Простите меня, если вам покажется, что я не слишком интересуюсь состоянием дел «домашних». Это все уже так далеко позади.

Гиперпространство не так уж утомительно, если видеть его правильно, от одного конца до другого. Это, конечно, метафора: у него нет конца. Я вижу, что должна извиниться за то, что так грубо обращаюсь с такими тонкостями. Наш язык славится своими отклонениями от нормы, и теперь он не стал менее беспокойным и живым, чем в те времена, когда им пользовалась только часть одного шара. Его разнородная структура прекрасно все связывает и умножает на уровне живых существ, но не может дать ни малейшего представления о внутренних свойствах материального пространства, о музыке сфер. Видите ли, дело ведь не в событиях. Однако, у языков Тибета есть определенные возможности…

Но вы не об этом хотели прочитать. Вы хотели знать о том, что произошло, и я рассказала вам об этом.

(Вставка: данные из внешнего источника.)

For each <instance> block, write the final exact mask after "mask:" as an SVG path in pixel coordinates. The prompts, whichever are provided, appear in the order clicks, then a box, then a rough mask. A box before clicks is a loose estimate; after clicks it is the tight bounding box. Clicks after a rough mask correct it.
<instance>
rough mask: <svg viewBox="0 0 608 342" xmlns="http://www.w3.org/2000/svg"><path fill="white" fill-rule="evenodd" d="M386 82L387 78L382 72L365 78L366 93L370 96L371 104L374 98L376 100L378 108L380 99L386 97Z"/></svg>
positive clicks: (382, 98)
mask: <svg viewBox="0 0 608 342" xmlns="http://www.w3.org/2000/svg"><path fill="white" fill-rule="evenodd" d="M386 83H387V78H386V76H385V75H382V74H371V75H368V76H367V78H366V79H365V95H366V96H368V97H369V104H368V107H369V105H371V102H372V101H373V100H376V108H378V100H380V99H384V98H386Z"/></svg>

Я ведь звездный корабль, а не мудрец; и понадобится гораздо более совершенный мозг, чем мой, чтобы это сформулировать, но, возможно, вам будет интересно узнать, что, бегло пройдясь по областям лингвистики частиц фрасков, я имею представление о том, что время тоже может иметь синтаксическую механику тенденций и СПИН, может само по себе быть полем, созданным тем, что можно назвать грамматикой тождества. По всей вероятности, то, как мы воспринимаем наше повседневное существование и воспроизводим его друг для друга в историях имеет большее отношение к физике итерации, чем к онтологии в том виде, как ее понимают люди. В повествовании может быть некое ключевое событие, без которого история буквально не может вершиться. Например, бросить перка в Грэнд-Канал или подобрать одного из них с поверхности Харона.

— Ты можешь это сделать? — спросила она. Бросать их гораздо проще, чем снова подбирать.

— Я думаю, да, Ханна, — сказала я. Вот так ты это и делаешь.

Я задрожала, почувствовав под своим животом дюжину лучей захвата, каждый из них прорезал пустоту и спускался в находившийся под напряжением климатический пузырь на замерзшем спутнике, яростно давая команды, чтобы не повредить где-нибудь оболочку. Вокруг каждого луча я протянула маленькую трубочку из своей атмосферы и ввела их в атмосферу пузыря, никоим образом не давая им смешаться. Я чувствовала себя так, словно у меня появилась сотня пальцев, причем каждый из них обладал чувствительностью к температуре тела взбешенного перка; и, подобно женщине, слепой от рождения, я видела кончиками пальцев, могла обвить каждым пальцем перка и его добычу, вытащив некоторых из них из яростных щупалец разъяренных капеллийцев, могла мягко, но решительно оторвать их от земли и поднять сквозь пузырь, сквозь пустоту наверх, в недра моего тела в целости и сохранности.